Pseudopus apodus
(Pallas, 1775)

Pseudopus apodus
Foto: René Degheselle

IDENTITEIT: orde: Squamata; familie: Anguidae.
EERSTBESCHRIJVING: in 1775, door P. Simon Pallas, als Lacerta apoda, in Nov. Comm. Sci. Petrop. 19:435
SYNONIEM: Ophisaurus apodus, Lacerta apoda
NEDERLANDSE NAAM: Europese glasslang, pantserhazelworm, Scheltopusik (uit het Slavisch overgenomen).
MAXIMALE GROOTTE: tot ruim 140 cm.
GESLACHTSONDERSCHEID: bij dieren van dezelfde ouderdom zijn kop, nek en wenkbrauwbogen bij de mannetjes zwaarder gebouwd.
HOUDBAARHEID: taaie, sterke dieren die in een aangepast terrarium, mits goede verzorging, meer dan twintig jaar kunnen worden. De bodem van het terrarium, dat minstens in één richting tweemaal de lengte van het dier heelt, moet droog zijn. De verwarming, omwille van hun winterslaap, in de herfst aanpassen.
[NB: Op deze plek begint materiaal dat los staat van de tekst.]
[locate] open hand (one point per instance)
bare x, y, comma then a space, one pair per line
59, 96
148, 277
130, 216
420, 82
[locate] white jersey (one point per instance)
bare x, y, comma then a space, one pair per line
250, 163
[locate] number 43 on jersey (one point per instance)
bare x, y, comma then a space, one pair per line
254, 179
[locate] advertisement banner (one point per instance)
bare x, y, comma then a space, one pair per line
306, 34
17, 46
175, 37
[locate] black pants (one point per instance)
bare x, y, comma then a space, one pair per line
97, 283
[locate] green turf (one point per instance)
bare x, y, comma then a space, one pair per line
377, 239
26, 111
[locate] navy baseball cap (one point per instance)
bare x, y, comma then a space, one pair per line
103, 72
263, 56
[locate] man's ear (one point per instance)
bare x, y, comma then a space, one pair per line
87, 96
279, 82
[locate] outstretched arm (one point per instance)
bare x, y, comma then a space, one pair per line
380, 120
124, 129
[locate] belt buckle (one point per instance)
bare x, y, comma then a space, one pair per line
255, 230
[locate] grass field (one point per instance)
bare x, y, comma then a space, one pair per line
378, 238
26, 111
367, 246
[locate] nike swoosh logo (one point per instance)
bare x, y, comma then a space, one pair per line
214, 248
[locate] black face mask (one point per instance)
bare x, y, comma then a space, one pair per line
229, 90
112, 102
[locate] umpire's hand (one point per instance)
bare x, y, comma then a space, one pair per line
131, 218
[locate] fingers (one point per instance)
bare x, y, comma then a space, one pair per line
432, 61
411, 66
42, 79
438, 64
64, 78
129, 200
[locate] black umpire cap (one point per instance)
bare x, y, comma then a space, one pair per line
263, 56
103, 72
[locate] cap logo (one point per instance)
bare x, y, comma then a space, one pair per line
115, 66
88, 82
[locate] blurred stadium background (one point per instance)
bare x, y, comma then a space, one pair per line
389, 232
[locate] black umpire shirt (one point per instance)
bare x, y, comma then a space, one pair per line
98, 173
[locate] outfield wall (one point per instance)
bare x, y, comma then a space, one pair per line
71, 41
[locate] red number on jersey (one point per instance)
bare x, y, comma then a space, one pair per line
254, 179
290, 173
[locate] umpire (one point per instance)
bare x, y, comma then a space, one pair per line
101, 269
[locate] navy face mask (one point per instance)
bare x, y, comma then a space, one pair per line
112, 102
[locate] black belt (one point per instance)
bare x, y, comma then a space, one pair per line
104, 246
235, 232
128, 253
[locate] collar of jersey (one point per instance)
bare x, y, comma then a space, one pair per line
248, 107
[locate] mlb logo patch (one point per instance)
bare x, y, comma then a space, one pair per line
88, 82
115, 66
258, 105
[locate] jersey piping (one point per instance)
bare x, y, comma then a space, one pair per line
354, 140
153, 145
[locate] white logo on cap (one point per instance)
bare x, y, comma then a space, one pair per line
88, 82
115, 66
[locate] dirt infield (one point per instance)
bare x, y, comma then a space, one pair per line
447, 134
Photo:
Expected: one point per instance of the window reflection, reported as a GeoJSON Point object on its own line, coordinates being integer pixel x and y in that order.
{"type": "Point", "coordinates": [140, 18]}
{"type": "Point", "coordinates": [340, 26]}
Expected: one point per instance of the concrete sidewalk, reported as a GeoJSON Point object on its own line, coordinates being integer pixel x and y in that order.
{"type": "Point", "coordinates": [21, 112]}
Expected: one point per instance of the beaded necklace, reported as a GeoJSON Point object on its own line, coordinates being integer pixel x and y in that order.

Een grote schaal water - zeker tijdens het vervellen - steeds op een, voor de dieren goed bereikbare plaats opstellen.
De volle zomer kunnen de dieren in een overdekt, plaatselijk van een 30cm dikke turflaag voorzien buitenterrarium doorbrengen. Hoogteverschillen in het terrarium beinvloeden de thermoregulatie en de mogelijheid tot privacy.
DIERENRIJK
Z j IV 04
       
Milieu
dag / nacht
Terrarium
dag / nacht
Kweek
Temperatuur °C 32 / 20 30
Relatieve vochtigheid % 55 / 80 55 / 80 85
Licht Lampen
VERSPREIDING: Zuidoost-Europa, Voor-Azië tot in Centraal-Rusland
Kaart voorkomen
BIOTOOP: vochtige en droge gebieden in Zuidoost-Europa, Voor-Azië tot in Centraal-Rusland.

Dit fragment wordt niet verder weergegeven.